Sunday, 21 August 2005

Scent of a Woman (1992) - ickleReview (video from TV)

Al Pacino shines as a blind ex-Army Lieutenant Colonel who's a right ol' bastard. Chris O'Donnell is Charlie Simms, a prep school scholarship student from Oregon who chaperones the Colonel on a Thanksgiving weekend jaunt to Manhattan, where the Colonel splashes out on a suite at the Waldorf Astoria, dinner at the Oak Room, high class prostitutes and tailor-made suits - living it up before he plans to blow his brains out.
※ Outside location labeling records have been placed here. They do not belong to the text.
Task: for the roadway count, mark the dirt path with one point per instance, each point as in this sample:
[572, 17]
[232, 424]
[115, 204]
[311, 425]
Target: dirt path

Charlie carries the weight of the word upon his shoulders having witnessed some misbehaviour back at school but refusing to name the culprits, thereby keeping his honour among the rich kids but jeopardizing his chances of going to Harvard.

This film is so bursting with schmalz that Al Pacino has to carry the weight of the whole film upon his shoulders. But, being Pacino, he pulls it off - and indeed won a Best Actor Oscar for it (not that that means anything). Of course it was an Academy Award vehicle with the rest of the acting so hammy and stilted you could almost smell, nay taste, not the scent of a woman, but the stench of bacon fat-soaked cardboard. Philip Seymour Hoffman plays the spoilt rich kid who won't squeal but then gets his powerful daddy to help him out of a jam. James Rebhorn turns out his conventional authority-figure character acting as headmaster Mr Trask, the victim of the practical joke that causes so much trouble for Charlie.

The scenes are long and drawn-out, like unbreakable Cheestrings®, making the film feel calorie-heavy at 157 minutes; but most of them feature Pacino and his honeysuckle bonecrunching voice, so it's good to loaf, if you like the taste. The title comes from the Colonel's ability to guess a woman's name, appearance and personality by the perfume she is wearing. He's a real womanizer, but has great charm and charisma; unlike preppy O'Donnell, so stiff he'd never be short of work as a bookend. There's a muddied moral pickle at the end, set up for a great speech by Pacino (but not quite at the standard of his half-time pep-talk in Any Given Sunday).

Nugget: thick tosh, but a glut of Pacino. A little heavy on the cheese.